The problem with this statement is that it is too vague. Will a hundred of the standard 3-mm plugs placed in “a competent manner” have enough blood supply to insure maximum growth? And would one recognize delayed growth in a plug if it occurred? Will the placement of 2,500, 1-4 hair follicular units into 18-gauge needle sites, over an area of 200 square cm (which is 12.5% of the original density) outstrip the blood supply and, therefore, represent incompetence? Surgical hair restoration doctors routinely transplant densities of 25-30 grafts/cm2 in 1000 graft sessions. Is this reasonable to do?

We all know that blood supply is critical to graft survival. But the questions still unanswered are what parameters are needed in the hair transplant surgery to insure that this supply is adequate. Does the much smaller wounding provided by micrografting and follicular unit hair transplantation permit much greater numbers of grafts to be safely moved per session? And what is the limit? Although we all have our clinical opinions about this issue, the answer is still not clear.
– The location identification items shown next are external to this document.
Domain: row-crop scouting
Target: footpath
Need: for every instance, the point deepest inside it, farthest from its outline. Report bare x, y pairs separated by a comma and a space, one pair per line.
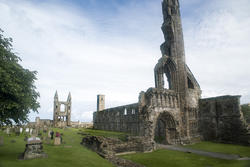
204, 153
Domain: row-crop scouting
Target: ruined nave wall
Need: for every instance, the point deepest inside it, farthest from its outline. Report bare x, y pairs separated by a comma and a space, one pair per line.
221, 120
121, 119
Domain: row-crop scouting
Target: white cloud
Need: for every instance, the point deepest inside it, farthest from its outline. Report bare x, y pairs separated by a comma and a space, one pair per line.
85, 55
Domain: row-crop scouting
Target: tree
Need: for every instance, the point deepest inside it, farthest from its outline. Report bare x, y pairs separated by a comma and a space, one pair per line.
246, 112
18, 95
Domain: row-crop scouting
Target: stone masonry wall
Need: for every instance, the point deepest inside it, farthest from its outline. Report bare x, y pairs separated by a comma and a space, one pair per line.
122, 119
221, 120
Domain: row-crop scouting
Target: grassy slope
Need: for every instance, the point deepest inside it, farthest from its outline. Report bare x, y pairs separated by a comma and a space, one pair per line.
222, 148
72, 155
118, 135
167, 158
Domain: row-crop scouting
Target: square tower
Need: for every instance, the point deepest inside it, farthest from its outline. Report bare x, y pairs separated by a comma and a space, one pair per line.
100, 102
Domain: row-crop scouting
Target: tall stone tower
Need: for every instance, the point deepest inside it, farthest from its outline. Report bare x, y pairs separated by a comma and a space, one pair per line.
182, 85
62, 112
100, 102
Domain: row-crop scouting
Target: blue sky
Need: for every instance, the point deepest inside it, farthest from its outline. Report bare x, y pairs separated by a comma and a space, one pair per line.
110, 47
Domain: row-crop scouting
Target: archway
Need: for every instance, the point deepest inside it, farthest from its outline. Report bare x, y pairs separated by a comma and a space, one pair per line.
165, 129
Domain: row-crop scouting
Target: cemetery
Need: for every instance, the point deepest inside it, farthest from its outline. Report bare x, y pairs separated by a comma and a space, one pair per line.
171, 124
70, 152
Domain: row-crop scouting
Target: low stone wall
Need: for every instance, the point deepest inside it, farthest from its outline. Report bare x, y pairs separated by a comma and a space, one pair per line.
108, 148
121, 119
221, 120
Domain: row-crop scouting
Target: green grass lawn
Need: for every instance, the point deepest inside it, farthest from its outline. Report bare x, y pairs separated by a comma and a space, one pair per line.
222, 148
73, 154
69, 154
118, 135
167, 158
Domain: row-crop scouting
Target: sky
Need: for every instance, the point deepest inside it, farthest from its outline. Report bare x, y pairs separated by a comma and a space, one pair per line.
90, 47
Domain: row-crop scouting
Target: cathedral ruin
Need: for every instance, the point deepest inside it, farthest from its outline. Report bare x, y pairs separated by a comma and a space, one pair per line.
175, 114
62, 112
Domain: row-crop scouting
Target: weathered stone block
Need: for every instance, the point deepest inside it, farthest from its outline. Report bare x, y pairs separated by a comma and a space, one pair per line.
57, 141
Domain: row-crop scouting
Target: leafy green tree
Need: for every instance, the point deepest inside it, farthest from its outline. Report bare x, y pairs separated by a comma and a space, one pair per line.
18, 95
246, 112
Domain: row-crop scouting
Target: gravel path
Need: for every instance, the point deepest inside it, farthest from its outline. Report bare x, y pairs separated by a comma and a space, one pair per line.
204, 153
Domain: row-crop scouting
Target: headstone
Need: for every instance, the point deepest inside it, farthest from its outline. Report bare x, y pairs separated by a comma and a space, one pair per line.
34, 149
47, 140
57, 141
1, 140
8, 131
49, 135
25, 138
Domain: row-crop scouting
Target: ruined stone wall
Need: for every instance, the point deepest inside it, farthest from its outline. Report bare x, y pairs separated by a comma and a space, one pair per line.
221, 120
121, 119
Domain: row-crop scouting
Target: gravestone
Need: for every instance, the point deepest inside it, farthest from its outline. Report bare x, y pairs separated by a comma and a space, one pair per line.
1, 140
8, 131
49, 135
57, 141
47, 140
21, 130
34, 149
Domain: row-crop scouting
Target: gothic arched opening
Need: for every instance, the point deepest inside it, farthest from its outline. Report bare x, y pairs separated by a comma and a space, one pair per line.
165, 129
165, 74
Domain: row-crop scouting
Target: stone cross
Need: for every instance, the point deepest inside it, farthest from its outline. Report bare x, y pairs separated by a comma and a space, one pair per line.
1, 140
8, 131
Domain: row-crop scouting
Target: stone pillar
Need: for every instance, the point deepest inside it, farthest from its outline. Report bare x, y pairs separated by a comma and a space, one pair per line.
100, 102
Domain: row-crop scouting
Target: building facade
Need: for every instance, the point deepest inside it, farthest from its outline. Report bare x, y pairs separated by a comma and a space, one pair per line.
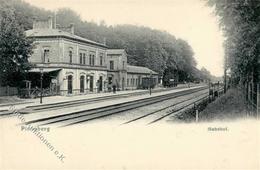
74, 65
125, 76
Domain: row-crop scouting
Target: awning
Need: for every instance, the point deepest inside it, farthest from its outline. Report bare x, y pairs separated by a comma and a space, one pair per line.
44, 70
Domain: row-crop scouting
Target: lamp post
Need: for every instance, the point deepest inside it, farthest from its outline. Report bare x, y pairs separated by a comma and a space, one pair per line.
41, 70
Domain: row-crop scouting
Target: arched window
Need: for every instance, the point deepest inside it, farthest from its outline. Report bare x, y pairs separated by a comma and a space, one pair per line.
82, 80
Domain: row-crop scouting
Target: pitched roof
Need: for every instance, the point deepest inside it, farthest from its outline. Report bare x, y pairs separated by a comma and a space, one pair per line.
140, 70
115, 51
59, 33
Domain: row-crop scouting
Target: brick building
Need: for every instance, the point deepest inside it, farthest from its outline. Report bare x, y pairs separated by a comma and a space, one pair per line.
123, 75
69, 62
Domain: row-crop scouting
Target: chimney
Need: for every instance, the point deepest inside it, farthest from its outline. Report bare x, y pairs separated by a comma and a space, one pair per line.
50, 22
71, 28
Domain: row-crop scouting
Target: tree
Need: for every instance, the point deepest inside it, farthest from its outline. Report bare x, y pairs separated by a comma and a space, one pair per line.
14, 49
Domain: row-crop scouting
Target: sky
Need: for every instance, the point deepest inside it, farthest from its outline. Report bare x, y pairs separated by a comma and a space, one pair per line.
190, 20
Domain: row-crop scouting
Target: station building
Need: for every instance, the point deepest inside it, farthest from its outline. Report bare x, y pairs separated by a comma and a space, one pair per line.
74, 65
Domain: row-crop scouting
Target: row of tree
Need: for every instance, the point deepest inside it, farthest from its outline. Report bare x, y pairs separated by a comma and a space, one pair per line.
240, 21
157, 50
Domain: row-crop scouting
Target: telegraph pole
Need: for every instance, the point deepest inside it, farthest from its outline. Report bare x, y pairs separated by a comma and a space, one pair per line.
225, 75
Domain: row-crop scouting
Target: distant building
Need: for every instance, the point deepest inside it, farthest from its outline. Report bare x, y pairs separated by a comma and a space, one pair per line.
71, 63
123, 75
76, 65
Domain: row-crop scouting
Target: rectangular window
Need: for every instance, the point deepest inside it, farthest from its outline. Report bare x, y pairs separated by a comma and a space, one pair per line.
111, 65
70, 56
101, 60
91, 59
80, 58
46, 54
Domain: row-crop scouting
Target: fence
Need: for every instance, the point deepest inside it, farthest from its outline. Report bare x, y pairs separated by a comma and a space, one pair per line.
8, 91
252, 93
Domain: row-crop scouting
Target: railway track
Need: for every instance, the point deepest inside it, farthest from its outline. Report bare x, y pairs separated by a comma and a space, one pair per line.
168, 110
65, 104
91, 114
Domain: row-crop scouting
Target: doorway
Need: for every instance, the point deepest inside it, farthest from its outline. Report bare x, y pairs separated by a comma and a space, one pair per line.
100, 83
70, 84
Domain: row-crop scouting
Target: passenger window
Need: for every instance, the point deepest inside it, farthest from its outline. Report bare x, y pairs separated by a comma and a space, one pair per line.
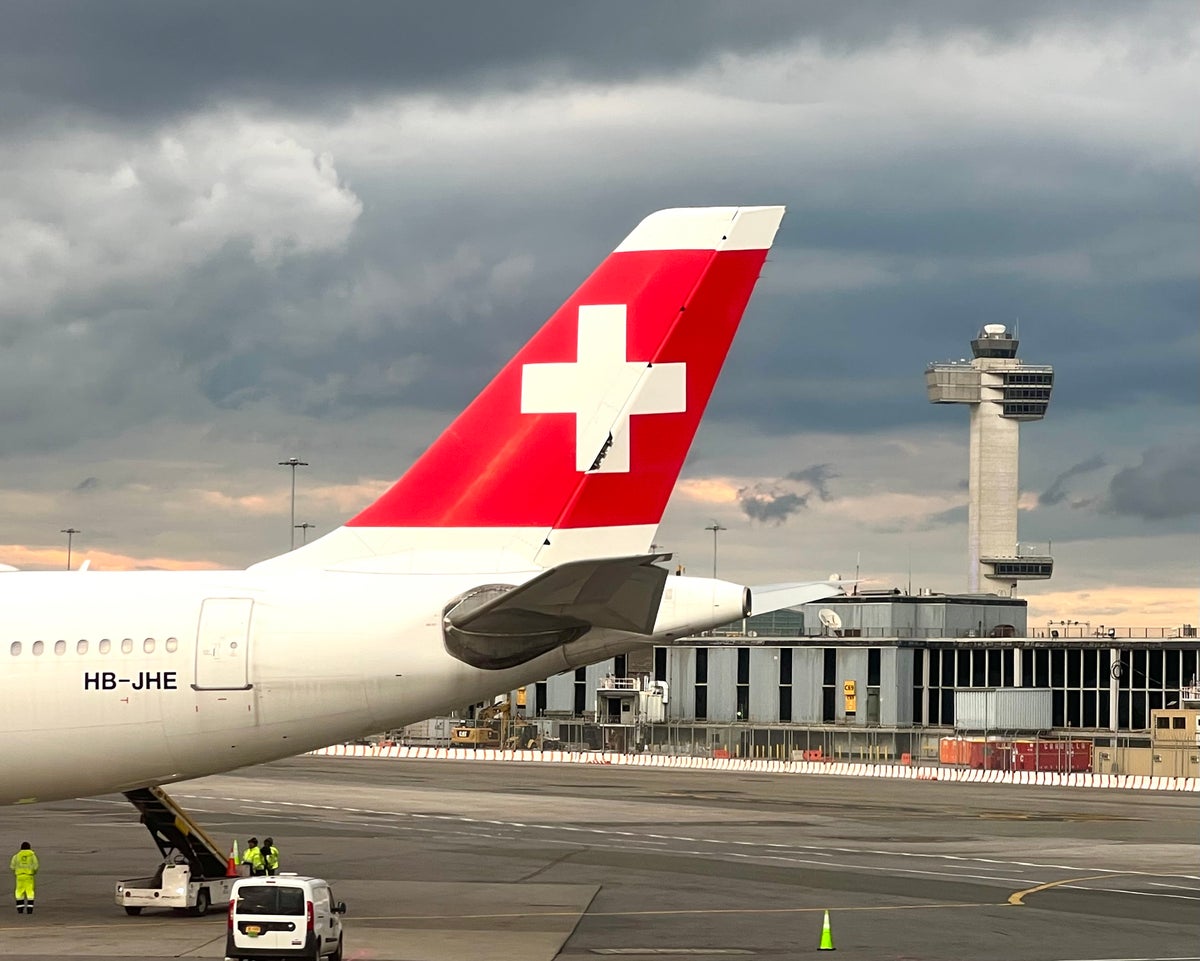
291, 900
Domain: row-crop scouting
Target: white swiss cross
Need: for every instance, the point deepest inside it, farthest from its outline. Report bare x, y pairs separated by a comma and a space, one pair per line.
603, 389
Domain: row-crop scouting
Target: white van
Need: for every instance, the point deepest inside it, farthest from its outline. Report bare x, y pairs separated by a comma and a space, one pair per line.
286, 916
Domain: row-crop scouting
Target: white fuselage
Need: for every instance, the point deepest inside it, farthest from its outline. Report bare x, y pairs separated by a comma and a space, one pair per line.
322, 656
118, 680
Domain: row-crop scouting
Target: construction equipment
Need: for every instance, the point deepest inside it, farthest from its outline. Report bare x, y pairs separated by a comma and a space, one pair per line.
489, 730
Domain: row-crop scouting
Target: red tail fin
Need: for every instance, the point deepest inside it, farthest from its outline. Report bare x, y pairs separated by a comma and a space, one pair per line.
579, 440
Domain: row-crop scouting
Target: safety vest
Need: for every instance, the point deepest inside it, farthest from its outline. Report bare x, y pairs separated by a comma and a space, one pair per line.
24, 863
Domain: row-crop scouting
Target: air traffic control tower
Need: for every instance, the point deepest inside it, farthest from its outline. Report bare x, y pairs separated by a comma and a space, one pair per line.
1002, 391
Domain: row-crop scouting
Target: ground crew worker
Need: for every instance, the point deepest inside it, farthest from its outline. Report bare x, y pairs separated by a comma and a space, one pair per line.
24, 868
270, 856
253, 858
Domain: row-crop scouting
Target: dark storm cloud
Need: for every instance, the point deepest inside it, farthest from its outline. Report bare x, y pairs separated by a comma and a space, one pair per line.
1057, 490
817, 476
771, 506
145, 59
1162, 487
774, 502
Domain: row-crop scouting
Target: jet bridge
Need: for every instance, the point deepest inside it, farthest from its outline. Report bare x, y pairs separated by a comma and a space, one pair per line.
174, 832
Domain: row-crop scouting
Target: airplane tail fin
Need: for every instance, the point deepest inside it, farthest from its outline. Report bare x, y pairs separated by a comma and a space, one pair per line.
575, 446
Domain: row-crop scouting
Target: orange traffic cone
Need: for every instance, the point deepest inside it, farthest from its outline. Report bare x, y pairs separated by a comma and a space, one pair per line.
826, 936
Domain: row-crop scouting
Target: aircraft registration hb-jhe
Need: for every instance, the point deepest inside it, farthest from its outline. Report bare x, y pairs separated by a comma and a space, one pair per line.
516, 547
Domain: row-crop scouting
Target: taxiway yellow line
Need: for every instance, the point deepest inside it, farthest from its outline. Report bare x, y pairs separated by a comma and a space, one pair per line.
1018, 898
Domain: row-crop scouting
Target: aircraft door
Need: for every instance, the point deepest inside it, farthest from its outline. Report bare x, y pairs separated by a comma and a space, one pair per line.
222, 644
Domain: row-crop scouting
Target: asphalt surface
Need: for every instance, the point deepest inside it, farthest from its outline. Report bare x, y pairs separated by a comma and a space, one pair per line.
444, 860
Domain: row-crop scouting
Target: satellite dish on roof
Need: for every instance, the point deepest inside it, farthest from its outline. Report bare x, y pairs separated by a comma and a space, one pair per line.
829, 619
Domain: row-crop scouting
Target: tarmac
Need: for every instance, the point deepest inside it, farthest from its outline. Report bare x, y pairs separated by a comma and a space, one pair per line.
443, 860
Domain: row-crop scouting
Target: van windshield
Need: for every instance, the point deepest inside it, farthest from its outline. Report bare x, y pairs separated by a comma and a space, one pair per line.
269, 899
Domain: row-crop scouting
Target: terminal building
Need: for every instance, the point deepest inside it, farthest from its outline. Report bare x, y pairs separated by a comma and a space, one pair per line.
888, 674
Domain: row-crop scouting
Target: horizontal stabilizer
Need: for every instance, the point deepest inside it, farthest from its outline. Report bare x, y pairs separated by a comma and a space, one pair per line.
779, 596
496, 626
621, 593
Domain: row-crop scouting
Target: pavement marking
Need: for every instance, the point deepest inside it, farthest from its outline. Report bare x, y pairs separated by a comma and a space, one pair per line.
1018, 898
673, 912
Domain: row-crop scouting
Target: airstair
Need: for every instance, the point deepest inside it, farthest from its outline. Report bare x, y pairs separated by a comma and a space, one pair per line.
174, 832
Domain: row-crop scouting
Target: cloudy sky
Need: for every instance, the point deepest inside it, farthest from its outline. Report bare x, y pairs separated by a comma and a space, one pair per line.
234, 233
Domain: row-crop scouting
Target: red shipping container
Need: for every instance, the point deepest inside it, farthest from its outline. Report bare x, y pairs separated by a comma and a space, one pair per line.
975, 752
1059, 756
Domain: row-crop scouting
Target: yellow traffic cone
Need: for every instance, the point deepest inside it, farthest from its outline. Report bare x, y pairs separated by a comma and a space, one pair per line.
826, 936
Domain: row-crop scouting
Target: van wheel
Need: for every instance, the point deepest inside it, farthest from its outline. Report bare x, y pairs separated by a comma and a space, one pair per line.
203, 902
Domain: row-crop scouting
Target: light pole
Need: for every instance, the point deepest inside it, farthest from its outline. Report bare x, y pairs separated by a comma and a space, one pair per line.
70, 532
293, 462
715, 527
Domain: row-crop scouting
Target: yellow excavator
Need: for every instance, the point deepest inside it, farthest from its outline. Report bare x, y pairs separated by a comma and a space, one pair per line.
489, 730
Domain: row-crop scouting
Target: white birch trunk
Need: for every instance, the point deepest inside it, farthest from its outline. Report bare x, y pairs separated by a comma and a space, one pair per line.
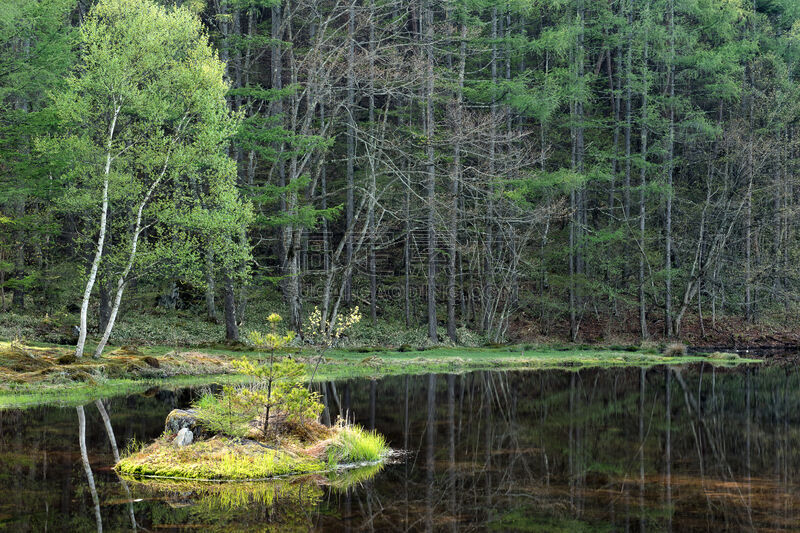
121, 281
87, 293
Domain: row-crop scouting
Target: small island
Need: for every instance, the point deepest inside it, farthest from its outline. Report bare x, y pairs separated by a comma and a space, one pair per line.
225, 457
264, 428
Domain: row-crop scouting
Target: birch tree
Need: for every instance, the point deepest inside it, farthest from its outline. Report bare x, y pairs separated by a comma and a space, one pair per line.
145, 106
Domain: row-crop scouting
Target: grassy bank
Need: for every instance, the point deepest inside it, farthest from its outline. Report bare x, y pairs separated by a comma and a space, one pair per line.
32, 374
224, 458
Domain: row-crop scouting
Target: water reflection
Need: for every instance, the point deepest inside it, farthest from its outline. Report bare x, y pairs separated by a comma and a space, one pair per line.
683, 449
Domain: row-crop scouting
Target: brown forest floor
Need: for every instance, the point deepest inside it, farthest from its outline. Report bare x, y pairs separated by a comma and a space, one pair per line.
724, 333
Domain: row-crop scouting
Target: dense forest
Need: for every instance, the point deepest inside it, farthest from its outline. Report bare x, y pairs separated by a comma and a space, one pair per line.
511, 168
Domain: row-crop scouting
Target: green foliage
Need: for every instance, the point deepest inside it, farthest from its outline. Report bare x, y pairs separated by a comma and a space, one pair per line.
354, 444
229, 413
And neither are the actual contributions of variable growth cycles, severing dermal papillae, mechanical trauma, desiccation, or any of the other factors involved in the surgical hair restoration process that we had mentioned. Further research is needed in all of these areas.

We closed our hair transplant growth article with: “Our guess is that delayed growth has always been part of the process, representing a normal physiologic shift in the growth cycle on one hand, and a reaction to sub lethal injury on the other, with the very small grafts making both of these changes more obvious. What percentage each represents and how much of “delayed growth” will turn out to be no growth at all still needs to be determined. But before we panic about perceived no growth and before we set our patients up for unrealistic expectations about how soon their growth may occur, we should work to have a better understanding of all the biologic factors that impact our surgery.”